L'horloge posée sur la cheminée sonna deux coups sinistres. La nuit avançait, la tempête ne faiblissait guère et tous somnolaient dans les fauteuils et canapés qui jalonnaient la pièce. Nul ne semblait vraiment décidé à quitter le salon pour s'éparpiller à travers le manoir, pour s'allonger sur matelas moelleux et sous couettes douillettes qui, certes seraient bien plus confortables que les divans, mais d'autant moins rassurants du fait de l'isolement... Et certainement glaciaux...

Il était évident que seule cette surface d'une trentaine de mètres carrés avait une température supportable pour les pauvres hères qu'ils étaient.

Un fracas me fit sursauter... tout comme l'assistance d'ailleurs.

- Qu'est-ce que c'est ? maugréa Hastings, se grattant la tête.

- J'espère que le vent n'a pas brisé une vitre. soupira Sam.

- Je crois que cela vient de l'étage.
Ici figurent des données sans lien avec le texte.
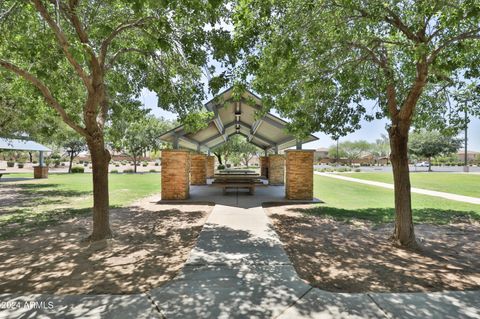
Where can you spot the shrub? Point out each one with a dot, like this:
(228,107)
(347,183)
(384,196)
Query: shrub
(78,169)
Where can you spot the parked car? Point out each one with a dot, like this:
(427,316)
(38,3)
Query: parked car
(423,164)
Je vais aller jeter un œil. répondit la gouvernante

- Poirot vous accompagne !

Que lui avait-il pris ? Quel était ce sursaut de bravoure ? Poirot venait de se proposer pour accompagner cette sorcière à travers le manoir en pleine tempête...

Hastings et Sam le regardèrent interrogateurs.

- Vous venez ? lança froidement Miss Pearly déjà rendue à l'entrée de la pièce.

- Poirot arrive ! Il arrive ! répondit le détective aussi vaillamment qu'il le pouvait.

Elle disparut dans la pénombre sans l'attendre.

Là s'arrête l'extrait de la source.